During the meeting, Black leaders repeatedly asked Harris and Yellen if the stimulus package would include exclusive funding for Black businesses. Harris emphasized that the plan would benefit Black Americans while including targeted aid for all minority and women-led businesses.
Marc Morial, president of the National Urban League, said the Biden administration's package is an improvement from what Trump offered. However, Morial said he is concerned Black businesses could still be neglected without specific provisions for them.
"We would like to see explicit targeting," he said. "The idea is that Black businesses came to the pandemic thinly capitalized and already facing a range of challenges. Many have had to close because of no business, no savings, no reserve funds and no access to financing."
Busby said most Black businesses didn't qualify for the PPP loans because the aid was largely geared toward businesses that had a large staff or payroll budget. About 99% of Black-owned businesses are run by sole entrepreneurs, Busby said.
"I think it should be micro-business related," he said of Biden's COVID-19 relief package. "Those businesses specifically that have 10 of fewer employees."
Busby said the Biden administration should also consider funding for Black Americans who lost their businesses last year and want to reopen them or lost their jobs and want to launch a start-up.
'Every little bit helps'
Many Black entrepreneurs say federal funding from the Biden administration would help them keep their businesses open.
Bobby Ford, who owns BGF Bobby Q's restaurant in Freeport, NY, said keeping his eatery afloat during the pandemic hasn't been easy.
Last year, Bobby Q's downsized to being only a takeout restaurant, losing all sales from dine-in customers as well as catering because people were no longer gathering.
He initially couldn't get a bank loan and had to use his personal funds to sustain the business and pay his employees. In July, Ford received a PPP loan that helped keep the business open. Still, Ford says additional federal funding would provide more job security for his seven employees.
"Every little bit helps," Ford said. "My workers, they still have bills to pay, so yes, that assistance greatly helps."
Dwindling profits a strain on Chicago business owners
Steve Fulton, who runs a shoe shining business in Chicago City Hall, said he has lost so much business during the pandemic that he can't pay his rent and relies on food pantries for his meals.
Fulton said he went from an average of 50 customers a day, making as much as $200, to no costumers at all some days. He hasn't been able to get any grants to sustain his business. Fulton said he is pleading for the Biden administration to provide some relief for Black businesses.
"I see a lot of big businesses getting the PPP bank loans while we are being overlooked," Fulton said. "The need for small Black-owned businesses to receive help is overwhelming."
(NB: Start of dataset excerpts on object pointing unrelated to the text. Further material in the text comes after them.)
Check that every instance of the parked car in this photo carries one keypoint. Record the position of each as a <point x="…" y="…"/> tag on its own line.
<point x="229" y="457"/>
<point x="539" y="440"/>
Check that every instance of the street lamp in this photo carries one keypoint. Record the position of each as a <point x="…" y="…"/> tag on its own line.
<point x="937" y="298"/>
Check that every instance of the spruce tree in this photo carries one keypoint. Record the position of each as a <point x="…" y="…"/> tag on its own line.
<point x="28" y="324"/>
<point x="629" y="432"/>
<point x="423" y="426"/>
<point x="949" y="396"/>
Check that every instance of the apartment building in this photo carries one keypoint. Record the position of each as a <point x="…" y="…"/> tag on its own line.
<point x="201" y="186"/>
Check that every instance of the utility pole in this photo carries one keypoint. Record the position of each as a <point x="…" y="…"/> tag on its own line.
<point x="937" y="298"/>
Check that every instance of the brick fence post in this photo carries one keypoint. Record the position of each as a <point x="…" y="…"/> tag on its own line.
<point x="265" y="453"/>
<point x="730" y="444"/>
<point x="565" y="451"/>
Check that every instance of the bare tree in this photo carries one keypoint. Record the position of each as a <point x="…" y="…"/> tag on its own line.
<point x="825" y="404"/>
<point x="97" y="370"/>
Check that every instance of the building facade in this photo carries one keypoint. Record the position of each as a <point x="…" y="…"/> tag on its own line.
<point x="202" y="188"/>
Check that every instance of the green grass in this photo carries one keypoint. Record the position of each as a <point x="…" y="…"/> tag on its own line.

Ramona Pouncy is struggling to keep the doors open at a skating rink that once served hundreds of youth in Chicago.
Pouncy, owner of The Rink, said the pandemic has forced her to limit capacity and operating hours. The changes have resulted in a devastating blow to her revenue.
Pouncy secured a small business loan and grant last year, but it was only enough to pay her 14 employees and catch up on utilities.
"It's been tough," Pouncy said. "I mean if you go from 400 people in a building to nothing. And we still have 35,000 square feet of facility that we have to keep up."
There are still bills to pay and she wants to ensure that her employees can still get paid. Pouncy said.
Atlanta restaurant forced to close
Some Black businesses couldn't sustain COVID-19 restrictions, including social distancing measures, and closed within months of the pandemic hitting the country.
Simon Guobadia shuttered his popular Atlanta restaurant Simon's last May.
Simon's offered takeout meals under CDC guidelines for few months, but it didn't bring in the same revenue as the dine-in operation. Guobadia said his restaurant was 7,000 square feet and it would not have been profitable to operate with limited capacity.
"It was not enough to sustain a business model like what we initially started to do," Guobadia said. "And we were going to suffer in the long run."